Let's repeat the top-to-bottom thinking now and ask how big data centers come to have the structure illustrated here.

Last time we talked about one aspect of this structure: the need to load-balance and offer a degree of affinity. This leads to a notion Jim Gray calls RAPS of RACS: services structured into partitions, each of which replicates data to load balance on a cluster.

Like the example of discovery, Web Services and CORBA just don't tackle the many issues seen in such systems! And there are many of them that we would need to cope with.

Today we'll focus on performance. Suppose you create a new venture, eStuff.com, and it becomes more and more of a success. How will you scale up the key services, assuming that for now all we care about is performance? Note that the book has little on this topic.

Probably you'll start by just building and using a first cut at the solution. It will get overloaded and you'll multithread it. But now you hit new issues:

- With lots of threads it thrashes and dies.

- By recoding you can switch to an event style of programming (the book mentions this but only briefly)

In fact the outcome of such thinking is to use a SEDA style of program structure (not discussed in the book... maybe in the next edition). In this lecture I review the ideas: pipelined multi-stage programs, event queues, thread "pools". See the two SOSP papers cited in the slide set for details.

With this approach, you manage to scale up but suppose load keeps growing. Now we are using our single machine to the max. What next?

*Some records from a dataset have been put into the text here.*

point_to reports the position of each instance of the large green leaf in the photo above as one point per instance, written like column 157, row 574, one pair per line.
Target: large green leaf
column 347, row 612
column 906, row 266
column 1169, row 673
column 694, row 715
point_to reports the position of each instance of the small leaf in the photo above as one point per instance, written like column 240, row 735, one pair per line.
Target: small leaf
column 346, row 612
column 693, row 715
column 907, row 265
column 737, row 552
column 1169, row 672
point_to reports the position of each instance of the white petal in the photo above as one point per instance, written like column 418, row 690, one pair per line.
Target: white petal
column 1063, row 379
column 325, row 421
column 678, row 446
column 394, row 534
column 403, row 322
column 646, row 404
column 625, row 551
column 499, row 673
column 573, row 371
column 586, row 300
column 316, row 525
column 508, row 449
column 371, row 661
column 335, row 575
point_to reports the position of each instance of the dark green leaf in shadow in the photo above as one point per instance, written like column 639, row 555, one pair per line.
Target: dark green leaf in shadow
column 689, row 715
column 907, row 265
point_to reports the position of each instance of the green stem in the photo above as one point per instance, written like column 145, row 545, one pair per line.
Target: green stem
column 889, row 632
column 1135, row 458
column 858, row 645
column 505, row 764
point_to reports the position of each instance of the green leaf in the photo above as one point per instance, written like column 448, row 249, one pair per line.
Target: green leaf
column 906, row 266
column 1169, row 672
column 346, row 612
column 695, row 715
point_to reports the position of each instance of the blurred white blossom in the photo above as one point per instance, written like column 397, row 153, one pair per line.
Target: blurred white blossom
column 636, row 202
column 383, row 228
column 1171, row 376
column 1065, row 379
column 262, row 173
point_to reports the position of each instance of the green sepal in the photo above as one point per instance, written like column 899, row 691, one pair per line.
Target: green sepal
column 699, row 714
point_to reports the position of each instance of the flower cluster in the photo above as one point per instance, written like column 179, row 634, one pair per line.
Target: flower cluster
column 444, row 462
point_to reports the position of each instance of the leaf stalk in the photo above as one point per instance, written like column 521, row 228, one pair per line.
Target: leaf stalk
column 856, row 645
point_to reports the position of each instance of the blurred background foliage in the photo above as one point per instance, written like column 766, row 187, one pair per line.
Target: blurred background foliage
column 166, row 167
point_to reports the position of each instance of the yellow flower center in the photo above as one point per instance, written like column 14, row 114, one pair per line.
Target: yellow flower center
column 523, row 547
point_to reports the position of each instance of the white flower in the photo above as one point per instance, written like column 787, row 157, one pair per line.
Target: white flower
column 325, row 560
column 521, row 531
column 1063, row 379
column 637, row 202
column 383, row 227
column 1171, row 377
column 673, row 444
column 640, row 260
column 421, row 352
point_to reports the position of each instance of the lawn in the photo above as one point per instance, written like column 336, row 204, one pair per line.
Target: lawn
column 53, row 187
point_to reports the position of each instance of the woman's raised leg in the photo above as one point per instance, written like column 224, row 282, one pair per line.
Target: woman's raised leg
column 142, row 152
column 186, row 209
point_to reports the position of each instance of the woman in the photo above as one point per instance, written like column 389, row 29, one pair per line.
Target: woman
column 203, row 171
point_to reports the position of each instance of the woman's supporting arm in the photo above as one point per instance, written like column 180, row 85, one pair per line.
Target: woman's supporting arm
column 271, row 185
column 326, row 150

This leads to notions of clustering... load-balancing... and to issues of affinity and caching. Mention Jim Gray's RAPS and RACS concept (a paper can be found if you need to read about this, but in fact that paper goes in a direction different from ours). Our point: the Web Services architecture, and CORBA, offer surprisingly little help for the programmer trying to follow this path!

Leads to recognition that these fantastic new architectures really omit a whole lot of stuff we would ideally wish to have found in them, like cluster management, fault-tolerance, replication mechanisms, etc. In CS514 we want to solve such problems and then find ways to elegantly integrate solutions back into Web Services or CORBA or other SOA environments.